Passen gut zu Chrysanthemen

Junge Gewächse werden im Frühling zum Kauf angeboten, die man für eine Vegetationsperiode in der Rabatte oder im Pflanzgefäß kultiviert. Hat man ein schön entwickeltes Exemplar im Topf, lohnt es sich darüber nachzudenken, ob es nicht eine Möglichkeit gibt, die Pflanze geschützt vor starkem Frost zu überwintern. Die Staude kann mehrere Jahre alt werden. Sie wird im Herbst zwar oberflächlich absterben, doch das Wurzelwerk ruht den Winter über, im folgenden Frühjahr entsteht wieder ein neuer Austrieb und die Pflanze entwickelt sich umfangreicher als im ersten Jahr. Mit frischer Erde sollte man sie dafür aber schon versorgen. Im Gefäß bieten sich dann attraktive Zusammenstellungen an, etwa mit Chrysanthemen, die ebenfalls ab dem Sommer blühen oder mit rotlaubiger Hirse, deren Blattfarbe und deren Samenstände einen reizvollen Hintergrund bilden.

Über den Topfrand hinaus

Schön machen sich daneben hängende Triebe, die über den Topfrand fallen, etwa von weiß blühenden Silberwinden oder man setzt schlichten Efeu mit schönem Laub ein. Efeu wie Silberwinde stellen die gleichen geringen Ansprüche an die Erde, die nicht zu gut mit Nährstoffen versorgt sein soll.

Wasserabzug ist wichtig

Ein guter Wasserabzug muss gesichert sein. Deshalb füllt man unten ins Pflanzgefäß grobe Tonscherben oder Kies ein, darüber kommt eine zentimeterdicke Splittschicht. Unter die Kübelpflanzenerde sollte man auch noch Sand mischen, damit Wasser immer gut abfließen kann.
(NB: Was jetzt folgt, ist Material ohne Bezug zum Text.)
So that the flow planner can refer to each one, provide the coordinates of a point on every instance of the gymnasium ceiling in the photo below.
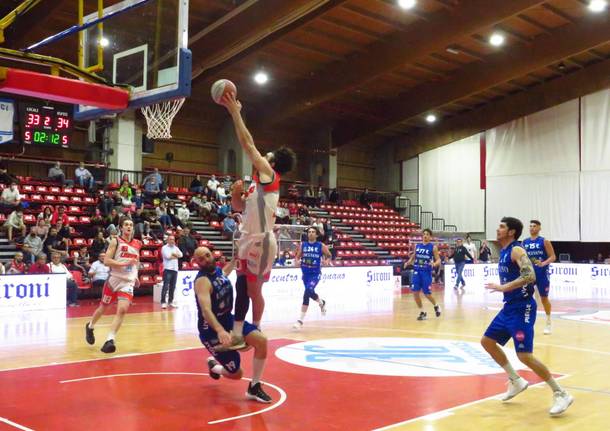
(367, 69)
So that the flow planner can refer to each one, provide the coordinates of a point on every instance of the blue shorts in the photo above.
(515, 321)
(543, 283)
(311, 280)
(422, 281)
(230, 360)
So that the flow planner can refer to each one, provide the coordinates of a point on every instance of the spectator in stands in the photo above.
(157, 177)
(293, 193)
(321, 196)
(112, 220)
(171, 253)
(221, 193)
(83, 177)
(152, 190)
(64, 231)
(126, 188)
(59, 268)
(196, 185)
(98, 272)
(46, 215)
(334, 197)
(472, 248)
(15, 222)
(10, 197)
(163, 216)
(187, 245)
(40, 266)
(17, 265)
(81, 261)
(484, 252)
(229, 226)
(57, 174)
(365, 198)
(32, 246)
(5, 177)
(106, 203)
(212, 187)
(227, 183)
(98, 246)
(41, 229)
(59, 215)
(459, 256)
(183, 214)
(138, 199)
(55, 244)
(127, 205)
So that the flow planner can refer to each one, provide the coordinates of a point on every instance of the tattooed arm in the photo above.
(526, 272)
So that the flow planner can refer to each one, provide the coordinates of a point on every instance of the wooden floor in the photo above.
(578, 351)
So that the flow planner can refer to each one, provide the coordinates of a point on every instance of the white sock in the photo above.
(258, 365)
(554, 385)
(512, 374)
(238, 327)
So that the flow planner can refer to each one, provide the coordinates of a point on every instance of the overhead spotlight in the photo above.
(407, 4)
(496, 39)
(261, 78)
(598, 6)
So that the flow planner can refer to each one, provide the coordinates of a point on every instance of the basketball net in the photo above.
(159, 118)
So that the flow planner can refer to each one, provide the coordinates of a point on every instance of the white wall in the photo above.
(532, 172)
(449, 184)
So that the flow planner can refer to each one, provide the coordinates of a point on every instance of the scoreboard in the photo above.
(42, 124)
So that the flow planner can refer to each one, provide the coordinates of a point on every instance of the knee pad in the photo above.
(242, 301)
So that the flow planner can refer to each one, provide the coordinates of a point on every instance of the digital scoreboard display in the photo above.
(42, 124)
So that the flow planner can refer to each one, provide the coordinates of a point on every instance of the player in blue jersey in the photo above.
(423, 260)
(214, 293)
(541, 253)
(517, 317)
(310, 256)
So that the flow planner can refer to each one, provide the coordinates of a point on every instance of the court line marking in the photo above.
(450, 411)
(283, 395)
(14, 424)
(450, 334)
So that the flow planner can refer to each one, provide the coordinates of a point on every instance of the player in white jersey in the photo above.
(257, 244)
(123, 258)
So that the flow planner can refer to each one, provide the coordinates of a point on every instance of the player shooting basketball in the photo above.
(257, 244)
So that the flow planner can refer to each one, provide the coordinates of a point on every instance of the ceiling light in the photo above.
(261, 78)
(598, 5)
(496, 39)
(407, 4)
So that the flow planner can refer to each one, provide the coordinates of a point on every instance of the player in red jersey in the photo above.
(123, 258)
(257, 244)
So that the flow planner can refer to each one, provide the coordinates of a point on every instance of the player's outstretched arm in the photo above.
(245, 137)
(203, 291)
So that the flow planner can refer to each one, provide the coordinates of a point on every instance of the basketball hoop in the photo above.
(159, 118)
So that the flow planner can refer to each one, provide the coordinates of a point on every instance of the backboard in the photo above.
(144, 47)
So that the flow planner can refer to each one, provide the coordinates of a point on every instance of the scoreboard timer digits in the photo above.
(46, 125)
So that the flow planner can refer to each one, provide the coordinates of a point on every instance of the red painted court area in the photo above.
(141, 393)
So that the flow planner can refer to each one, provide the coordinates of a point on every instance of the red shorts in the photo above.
(115, 289)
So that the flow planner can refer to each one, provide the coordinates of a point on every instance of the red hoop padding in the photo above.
(59, 89)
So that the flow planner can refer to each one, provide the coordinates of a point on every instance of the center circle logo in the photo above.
(417, 357)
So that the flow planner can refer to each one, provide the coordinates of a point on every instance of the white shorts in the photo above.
(256, 255)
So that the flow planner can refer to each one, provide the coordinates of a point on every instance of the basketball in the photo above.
(220, 88)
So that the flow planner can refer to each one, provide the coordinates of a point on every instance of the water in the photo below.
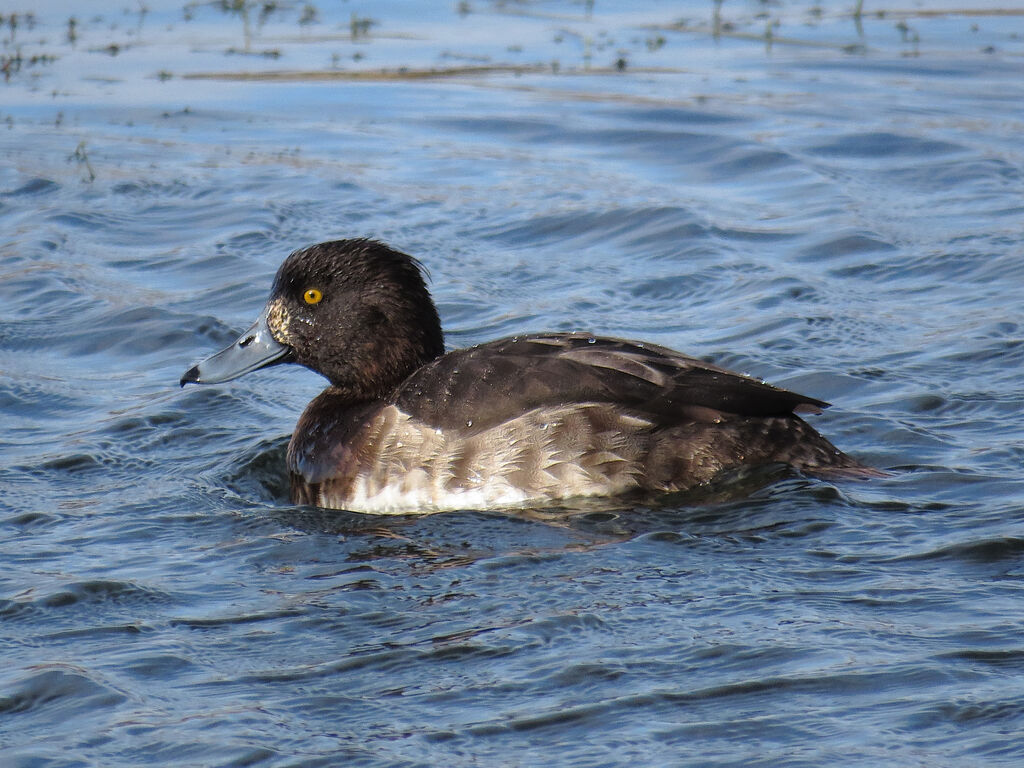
(837, 209)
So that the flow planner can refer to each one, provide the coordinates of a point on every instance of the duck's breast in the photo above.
(396, 464)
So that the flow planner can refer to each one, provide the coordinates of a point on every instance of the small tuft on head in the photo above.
(376, 323)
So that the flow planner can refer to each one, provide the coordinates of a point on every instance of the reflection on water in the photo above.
(829, 202)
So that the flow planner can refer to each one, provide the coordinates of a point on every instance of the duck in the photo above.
(406, 426)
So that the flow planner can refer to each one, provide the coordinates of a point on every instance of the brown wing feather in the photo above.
(481, 386)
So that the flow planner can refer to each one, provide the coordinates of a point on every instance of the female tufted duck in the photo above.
(526, 420)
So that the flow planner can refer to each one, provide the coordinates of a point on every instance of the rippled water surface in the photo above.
(833, 204)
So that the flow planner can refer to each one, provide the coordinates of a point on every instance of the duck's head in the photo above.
(353, 310)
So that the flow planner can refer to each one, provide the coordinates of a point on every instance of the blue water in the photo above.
(838, 209)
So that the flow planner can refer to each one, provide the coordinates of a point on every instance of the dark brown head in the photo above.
(353, 310)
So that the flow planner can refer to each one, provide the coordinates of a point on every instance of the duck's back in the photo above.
(529, 420)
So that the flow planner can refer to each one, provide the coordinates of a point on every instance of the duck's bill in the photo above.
(254, 349)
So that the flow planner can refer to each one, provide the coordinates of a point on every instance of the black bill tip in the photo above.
(190, 376)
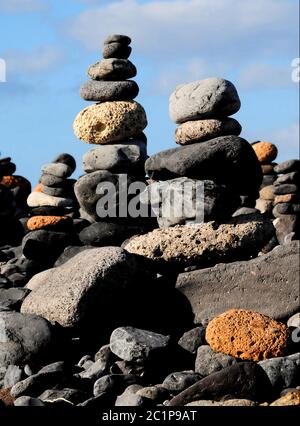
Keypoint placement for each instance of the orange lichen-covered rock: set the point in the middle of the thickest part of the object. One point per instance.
(247, 335)
(6, 397)
(266, 152)
(42, 222)
(290, 398)
(16, 181)
(287, 198)
(38, 188)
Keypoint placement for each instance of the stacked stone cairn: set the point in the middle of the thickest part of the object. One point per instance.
(211, 153)
(287, 200)
(14, 191)
(52, 205)
(114, 124)
(266, 153)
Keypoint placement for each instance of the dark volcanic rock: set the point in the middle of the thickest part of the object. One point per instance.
(226, 160)
(243, 380)
(268, 284)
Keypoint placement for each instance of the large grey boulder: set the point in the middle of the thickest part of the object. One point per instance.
(210, 98)
(268, 284)
(23, 339)
(89, 284)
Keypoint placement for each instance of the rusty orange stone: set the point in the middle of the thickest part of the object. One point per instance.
(41, 222)
(247, 335)
(266, 152)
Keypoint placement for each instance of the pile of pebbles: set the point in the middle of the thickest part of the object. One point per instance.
(211, 156)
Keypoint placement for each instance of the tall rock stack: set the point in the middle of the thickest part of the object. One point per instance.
(114, 123)
(211, 151)
(266, 153)
(52, 205)
(287, 200)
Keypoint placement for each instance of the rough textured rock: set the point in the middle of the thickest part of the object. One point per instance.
(104, 91)
(247, 335)
(132, 344)
(185, 201)
(209, 160)
(118, 158)
(203, 244)
(283, 372)
(90, 188)
(209, 98)
(23, 338)
(203, 130)
(109, 122)
(267, 284)
(116, 50)
(266, 151)
(291, 398)
(118, 38)
(49, 222)
(87, 284)
(226, 403)
(287, 166)
(59, 170)
(242, 380)
(181, 380)
(112, 69)
(38, 199)
(208, 361)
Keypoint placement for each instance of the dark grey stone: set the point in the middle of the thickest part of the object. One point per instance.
(283, 372)
(268, 284)
(208, 361)
(285, 189)
(133, 344)
(198, 100)
(244, 380)
(192, 339)
(114, 383)
(112, 70)
(116, 50)
(287, 166)
(109, 91)
(181, 380)
(227, 160)
(118, 38)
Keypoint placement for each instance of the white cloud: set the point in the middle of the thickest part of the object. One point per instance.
(39, 60)
(20, 6)
(193, 27)
(287, 141)
(265, 76)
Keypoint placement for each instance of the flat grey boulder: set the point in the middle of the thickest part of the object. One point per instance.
(88, 284)
(268, 284)
(210, 98)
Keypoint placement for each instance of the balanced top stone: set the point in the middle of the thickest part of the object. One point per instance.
(118, 38)
(112, 69)
(116, 50)
(209, 98)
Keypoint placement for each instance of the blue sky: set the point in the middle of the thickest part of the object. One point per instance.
(48, 45)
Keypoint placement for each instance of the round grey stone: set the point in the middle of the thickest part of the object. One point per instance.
(116, 50)
(125, 157)
(209, 98)
(118, 38)
(112, 69)
(103, 91)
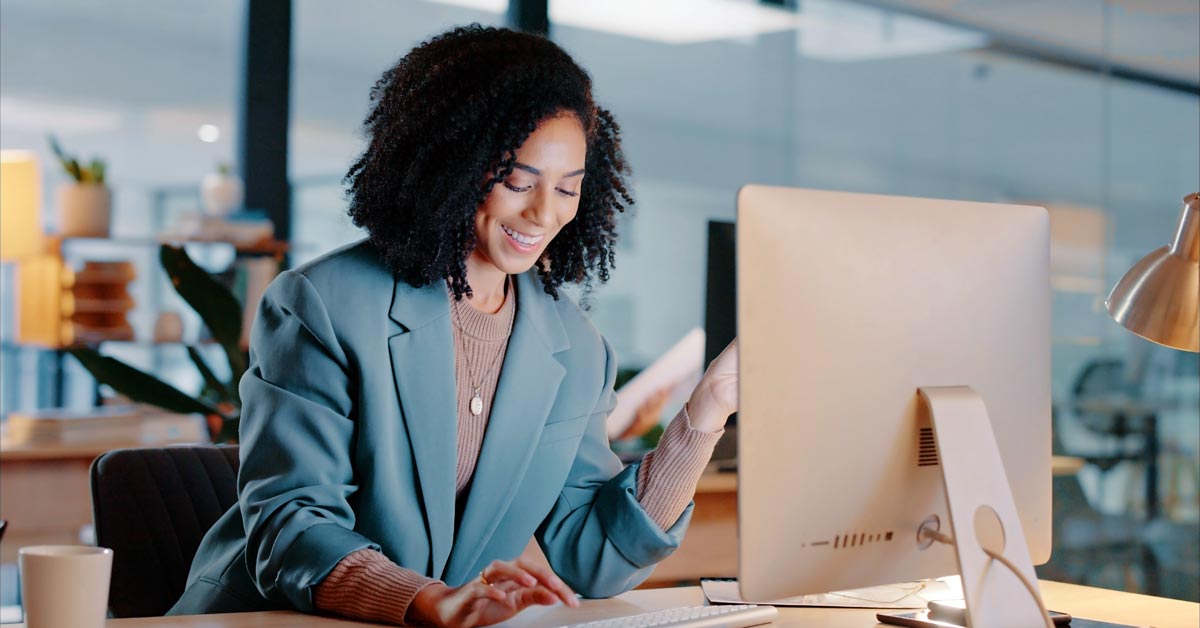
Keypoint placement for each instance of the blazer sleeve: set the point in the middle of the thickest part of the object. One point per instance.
(295, 431)
(597, 537)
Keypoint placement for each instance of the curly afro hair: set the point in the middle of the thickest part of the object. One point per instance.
(444, 127)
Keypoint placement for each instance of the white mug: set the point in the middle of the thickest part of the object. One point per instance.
(65, 585)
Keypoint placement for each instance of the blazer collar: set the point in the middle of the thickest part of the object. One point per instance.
(415, 307)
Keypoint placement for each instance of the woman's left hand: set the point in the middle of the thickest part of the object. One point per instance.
(717, 394)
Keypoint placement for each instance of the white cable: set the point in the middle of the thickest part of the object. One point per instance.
(999, 557)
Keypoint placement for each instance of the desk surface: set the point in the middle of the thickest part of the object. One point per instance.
(1079, 600)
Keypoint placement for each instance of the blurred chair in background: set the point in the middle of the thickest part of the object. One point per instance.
(151, 507)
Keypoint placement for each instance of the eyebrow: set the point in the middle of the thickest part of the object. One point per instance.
(531, 169)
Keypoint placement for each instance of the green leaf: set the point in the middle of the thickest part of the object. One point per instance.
(138, 384)
(210, 380)
(97, 171)
(69, 163)
(216, 305)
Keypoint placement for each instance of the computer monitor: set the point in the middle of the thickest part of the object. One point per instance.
(720, 301)
(847, 306)
(720, 321)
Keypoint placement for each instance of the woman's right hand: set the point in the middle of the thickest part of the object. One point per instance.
(511, 587)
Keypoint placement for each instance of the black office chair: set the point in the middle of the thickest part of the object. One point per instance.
(151, 507)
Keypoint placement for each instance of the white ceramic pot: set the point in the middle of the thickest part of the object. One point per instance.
(84, 210)
(222, 193)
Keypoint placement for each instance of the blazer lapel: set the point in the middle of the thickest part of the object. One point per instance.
(423, 365)
(525, 395)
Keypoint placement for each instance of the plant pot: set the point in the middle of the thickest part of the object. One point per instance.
(84, 210)
(222, 193)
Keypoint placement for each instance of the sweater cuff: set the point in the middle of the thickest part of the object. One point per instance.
(365, 585)
(667, 477)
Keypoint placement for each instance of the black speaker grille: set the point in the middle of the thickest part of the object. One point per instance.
(927, 449)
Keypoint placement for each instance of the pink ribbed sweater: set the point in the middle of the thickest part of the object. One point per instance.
(367, 586)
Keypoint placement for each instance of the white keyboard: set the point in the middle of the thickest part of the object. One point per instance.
(726, 616)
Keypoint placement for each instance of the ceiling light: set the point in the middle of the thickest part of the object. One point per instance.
(209, 133)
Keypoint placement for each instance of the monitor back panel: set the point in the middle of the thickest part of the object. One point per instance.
(847, 304)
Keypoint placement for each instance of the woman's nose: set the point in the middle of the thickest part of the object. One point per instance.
(541, 209)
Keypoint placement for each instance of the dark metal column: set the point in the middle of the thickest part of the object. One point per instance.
(263, 111)
(531, 16)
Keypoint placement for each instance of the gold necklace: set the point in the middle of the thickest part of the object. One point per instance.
(477, 400)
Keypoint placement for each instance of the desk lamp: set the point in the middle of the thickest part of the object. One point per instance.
(1158, 297)
(21, 190)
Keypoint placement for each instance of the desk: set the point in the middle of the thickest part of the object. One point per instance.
(1084, 602)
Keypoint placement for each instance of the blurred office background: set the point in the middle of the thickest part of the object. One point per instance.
(1089, 107)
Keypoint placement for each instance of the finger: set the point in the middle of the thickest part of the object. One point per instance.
(479, 591)
(532, 596)
(501, 570)
(551, 581)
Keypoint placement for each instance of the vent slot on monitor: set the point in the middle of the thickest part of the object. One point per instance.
(927, 448)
Blut- und Feuersalbei kann man aus Samen im Frühjahr selber groß ziehen, allerdings muss man für ideale Bedingungen bei der Anzucht sorgen, damit die Jungpflanzen zügig heranwachsen und tatsächlich im Juli oder August groß und stark genug sind, um anhaltend zu blühen.

Größere Gewächse kauft man besser im April aus gärtnerischer Anzucht und setzt die Pflanzen frühzeitig zum Einwurzeln ins Beet oder ins Pflanzgefäß. Buschiger entwickeln sich die Pflanzen, wenn man anfangs die Triebspitzen auszwickt. In der Folge entwickeln sich mehr Seitentriebe und dadurch mehr Blütenstände, die allerdings zeitverzögert aufblühen.

Mäßig berauschende Wirkung

Blut -und Feuersalbei haben nur ein geringes Potenzial als Rauschmittel. In allen Pflanzenteilen sind Stoffe enthalten, die angeblich die Stimmung aufhellen, beruhigend wirken und das Empfinden von Träumen verstärken können.
Aus Blättern und Blüten einen Tee zu bereiten oder das getrocknetes Pflanzenmaterial zum Rauchen beziehungsweise Räuchern zu verwenden, ist allerdings keine so gute Idee, zumal die Zusammensetzung und die Konzentration der Inhaltsstoffe zwischen den Pflanzen und sogar den einzelnen Pflanzenteilen sehr stark schwanken können.